April 26, 2024
Sudan’s Army Withdraws From Cease-Fire Talks

Sudan’s Army Withdraws From Cease-Fire Talks

But even as the talks progressed, forces from the two sides continued to clash, with street fighting, drone attacks and airstrikes decimating the health care system and pushing civilians to continue to evacuate the capital, Khartoum, and the adjoining cities of Omdurman and Bahri. In recent days, the fighting also intensified in El Obeid, the capital of North Kordofan State, according to residents. On social media, each side continued to accuse the other of breaking the cease-fire.

Renewed clashes have also torn through the western region of Darfur, pushing thousands of people to flee and cross into neighboring Chad. This is particularly true of El Geneina, a city in West Darfur where the health facilities have been shattered and all 86 gathering camps for displaced people have been razed to the ground, according to the United Nations Office for the Coordination of Humanitarian Affairs. A communications blackout has also kept the region cut off from the wider world for more than a week, raising fears of unreported deaths and the unfolding of a dire humanitarian crisis.

The conflict, which began on April 15, has led to the killing of 865 people and the injury of 3,634 others, according to the Sudan Doctors’ Union. Almost 1.4 million people have been displaced, with 360,000 of them crossing into neighboring nations like Egypt, Ethiopia and South Sudan, according to the United Nations’ refugee agency.

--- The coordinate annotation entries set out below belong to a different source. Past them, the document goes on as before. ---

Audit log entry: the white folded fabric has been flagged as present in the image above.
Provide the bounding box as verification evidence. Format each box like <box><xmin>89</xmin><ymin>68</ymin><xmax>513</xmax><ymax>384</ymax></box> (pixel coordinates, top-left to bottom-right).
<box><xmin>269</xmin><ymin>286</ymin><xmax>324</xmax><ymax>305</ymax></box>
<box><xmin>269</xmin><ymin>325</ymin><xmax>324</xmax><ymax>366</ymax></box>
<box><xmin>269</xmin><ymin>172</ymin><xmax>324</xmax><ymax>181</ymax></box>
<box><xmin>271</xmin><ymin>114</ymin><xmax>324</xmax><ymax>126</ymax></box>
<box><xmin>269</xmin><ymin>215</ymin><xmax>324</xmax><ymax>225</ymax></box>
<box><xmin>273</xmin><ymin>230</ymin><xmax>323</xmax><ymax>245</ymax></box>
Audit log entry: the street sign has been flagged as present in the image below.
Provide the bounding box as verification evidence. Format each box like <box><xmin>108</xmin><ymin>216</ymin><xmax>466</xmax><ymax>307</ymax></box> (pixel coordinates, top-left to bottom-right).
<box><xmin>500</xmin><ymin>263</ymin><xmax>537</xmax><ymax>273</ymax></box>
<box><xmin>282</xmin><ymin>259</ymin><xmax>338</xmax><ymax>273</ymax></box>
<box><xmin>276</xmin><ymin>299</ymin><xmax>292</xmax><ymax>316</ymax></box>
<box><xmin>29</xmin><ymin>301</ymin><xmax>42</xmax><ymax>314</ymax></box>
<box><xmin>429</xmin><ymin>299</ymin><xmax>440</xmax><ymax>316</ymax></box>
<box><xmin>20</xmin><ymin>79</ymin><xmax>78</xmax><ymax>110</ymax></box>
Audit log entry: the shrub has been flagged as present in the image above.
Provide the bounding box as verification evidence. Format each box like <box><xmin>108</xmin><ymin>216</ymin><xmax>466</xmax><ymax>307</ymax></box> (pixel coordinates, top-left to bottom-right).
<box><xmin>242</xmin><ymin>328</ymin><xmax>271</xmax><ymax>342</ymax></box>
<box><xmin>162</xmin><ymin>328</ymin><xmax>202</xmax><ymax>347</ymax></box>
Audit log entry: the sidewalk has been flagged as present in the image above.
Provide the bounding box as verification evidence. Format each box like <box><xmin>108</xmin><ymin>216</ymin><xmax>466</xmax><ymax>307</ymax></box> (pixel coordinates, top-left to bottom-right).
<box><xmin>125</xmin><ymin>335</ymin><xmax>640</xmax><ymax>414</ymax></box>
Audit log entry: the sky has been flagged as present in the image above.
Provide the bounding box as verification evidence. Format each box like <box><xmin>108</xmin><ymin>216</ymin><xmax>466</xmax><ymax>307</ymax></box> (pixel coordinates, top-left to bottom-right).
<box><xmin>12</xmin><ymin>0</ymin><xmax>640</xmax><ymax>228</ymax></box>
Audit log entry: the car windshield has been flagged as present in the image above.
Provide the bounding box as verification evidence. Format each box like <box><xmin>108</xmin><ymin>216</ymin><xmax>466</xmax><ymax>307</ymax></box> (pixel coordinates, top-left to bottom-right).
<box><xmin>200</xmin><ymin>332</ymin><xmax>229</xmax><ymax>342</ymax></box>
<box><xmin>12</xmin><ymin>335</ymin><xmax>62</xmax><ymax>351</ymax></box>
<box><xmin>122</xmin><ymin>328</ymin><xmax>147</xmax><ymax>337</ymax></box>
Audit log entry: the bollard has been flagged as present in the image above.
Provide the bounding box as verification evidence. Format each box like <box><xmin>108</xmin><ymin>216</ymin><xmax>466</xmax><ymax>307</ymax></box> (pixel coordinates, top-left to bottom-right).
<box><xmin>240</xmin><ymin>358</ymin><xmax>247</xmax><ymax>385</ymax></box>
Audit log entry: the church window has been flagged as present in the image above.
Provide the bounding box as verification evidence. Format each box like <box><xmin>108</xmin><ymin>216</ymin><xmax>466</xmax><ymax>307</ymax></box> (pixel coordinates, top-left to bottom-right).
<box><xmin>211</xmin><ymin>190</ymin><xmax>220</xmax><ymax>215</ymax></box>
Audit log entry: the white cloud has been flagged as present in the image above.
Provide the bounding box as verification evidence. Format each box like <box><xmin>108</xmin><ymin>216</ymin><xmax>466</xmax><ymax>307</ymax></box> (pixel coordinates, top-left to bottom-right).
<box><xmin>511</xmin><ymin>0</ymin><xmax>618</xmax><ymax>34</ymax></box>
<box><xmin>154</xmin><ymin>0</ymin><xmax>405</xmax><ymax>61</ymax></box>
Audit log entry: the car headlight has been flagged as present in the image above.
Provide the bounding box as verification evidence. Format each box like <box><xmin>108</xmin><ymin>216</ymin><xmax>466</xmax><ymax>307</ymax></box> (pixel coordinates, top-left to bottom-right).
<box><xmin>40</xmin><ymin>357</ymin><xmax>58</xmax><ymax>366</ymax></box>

Organizations for journalists and local activists have also accused the warring parties of increasingly targeting their members with home raids and arrests. Factories, banks and small businesses have been looted or destroyed, further damaging an economy that was already ailing from high inflation, spiking food prices and the devastating impact of the Covid-19 pandemic. The United Nations said this past month that it would need $2.56 billion to assist those affected.

The army, controlled by Gen. Abdel Fattah al-Burhan, and the paramilitary Rapid Support Forces, led by Lt. Gen. Mohamed Hamdan, were long on the same side. In 2019, they helped remove the dictator Omar Hassan al-Bashir, who had held power for three decades. They also carried out a coup that toppled the civilian government in October 2021, effectively scuttling the country’s nascent efforts to transition to democratic rule.